Wordle — What Is Statistically the Best Word to Start the Game With?
Wordle fans: this blog post will answer this question.
Introduction
Wordle is a daily game [1]. Each day there’s a common 5 letter word everyone needs to discover. You are given 6 tries. Each try you need to submit a 5 letter english word. After each guess for each letter you know if they appear and in the right place (“green”), appear but in the wrong place (“yellow”) or don’t appear (“grey”). The goal is to guess the word in the least number of tries.
Now I am sure all Wordle fans and fans to be ask themselves what the best word to start with is, And what the best strategy to play the game is. To answer these questions I used English words in NLTK [2]. The NLTK English vocabulary is of 236,736 words. I first filtered only words with length of five, and I was left with 10,422 words. This is our search space.
Let’s Start Simple
To answer the first question, what is the best word to start the game with, I decided to start with this simple heuristic: let’s say I am looking for the word that will give me the maximal number of “yellow” squares (true but in the wrong place) and within them I want the one that will maximize the “green” squares (true in the right place). Of course this is a navie approach but let’s start with this one.
We want to choose words based on the most common letters in five-letter words in English. Based on the MLE principle, let’s use our dataset to count the letters:
We learn from this distribution that starting with a words that has the characters: ‘a’,’e’,’r’,’o’,’s’ have the highest probability for “yellow” squares (true but in the wrong place). Let’s search our dictionary to see the possible words containing all those five letters:
arose
oreas
Now let’s say we want to choose between the two the word that will have the highest probability for “green” (true in the right place) squares. We’ll use the MLE principal again for p (letter|position) and count the frequency of a letter in a specific position based on the 5 letter words vocabulary. Later, we’ll normalize each of the letter count to get probability.
Let’s plot a heatmap of the location of each of the five letters:
let’s assume the letters are i.i.d given their place and define and that we don’t have a final vocabulary. We can tell this generative story. A five letter word is generated given the following:
p(five letter word with ‘a’, ‘e’, ‘r’,’o’,’s’) = p(letter|position=0)*p(letter|position=1)*p(letter|position=2)*p(letter|position=3)*p(letter|position=4)
p(‘arose’) = 0.0004
p(‘oreas’) = 0.000007
p(‘arose)>p(‘oreas’)
According to this simple heuristic I recommend you start your game with the word ‘arose’ .
Can We Do Better?
Notice that our heuristic separated the frequency of the letters (“yellow”) and the order of the letters (“green”) into two consecutive steps, which is obviously sub-optimal. Let’s now try to model both “green”, “yellow” and “grey” all together. Remember that we want to chose the word that will help us reduce the uncertainty, therefore minimize the entropy. But how will we calculate the entropy of each word?
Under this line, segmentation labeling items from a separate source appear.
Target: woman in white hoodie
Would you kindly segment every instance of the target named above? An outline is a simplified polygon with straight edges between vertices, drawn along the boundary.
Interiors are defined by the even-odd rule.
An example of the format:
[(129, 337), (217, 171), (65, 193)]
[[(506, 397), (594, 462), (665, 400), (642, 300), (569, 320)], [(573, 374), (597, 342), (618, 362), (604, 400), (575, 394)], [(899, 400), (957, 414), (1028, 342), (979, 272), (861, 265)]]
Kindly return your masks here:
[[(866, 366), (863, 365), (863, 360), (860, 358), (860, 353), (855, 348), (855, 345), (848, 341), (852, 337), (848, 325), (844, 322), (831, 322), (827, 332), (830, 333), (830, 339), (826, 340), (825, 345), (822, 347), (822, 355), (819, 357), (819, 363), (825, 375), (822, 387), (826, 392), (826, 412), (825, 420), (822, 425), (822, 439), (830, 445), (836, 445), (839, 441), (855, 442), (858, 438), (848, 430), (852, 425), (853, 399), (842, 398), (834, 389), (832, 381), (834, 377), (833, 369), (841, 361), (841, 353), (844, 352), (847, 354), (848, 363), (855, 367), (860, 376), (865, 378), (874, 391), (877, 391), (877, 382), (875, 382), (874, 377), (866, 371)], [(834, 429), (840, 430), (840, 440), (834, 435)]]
We can think of the Wordle answer to our guess as a tree of depth 5 + 1. Each level is for the position of the letter in the word, and each node is split into three : “green”, “yellow”, “grey” according to the possible Wordle results. This results in 3⁵ leaves in the tree. Each branch representing the Wordle response to our guess.
For each guess we can count in each branch the possible english words that follow the rules. In each leaf we calculate the probability by asking how many words follow the path rule divided by the total number of words (10,422), notice that the leaves probability should sum up to one.
Let’s make sure you are all following. In this diagram, the rightmost leaf will always have only one word of 5 exact matches therefore probability 1/10442 , and the left most leaf will have all the possible words without the five letters in our guess divided by the total number of words.
We can now run this distribution trees on all of our five-letter words (10,422) and calculate the entropy of each word by calculating the entropy of the leaves, the word with the lowest entropy will give us the best word to start the game with.
This method can easily be extended to a method to play the game building conditional probability trees based on previous guesses.
References:
[1] Wordle Game — https://www.powerlanguage.co.uk/wordle/
[2] Bird, Steven, Edward Loper and Ewan Klein (2009), Natural Language Processing with Python. O’Reilly Media Inc.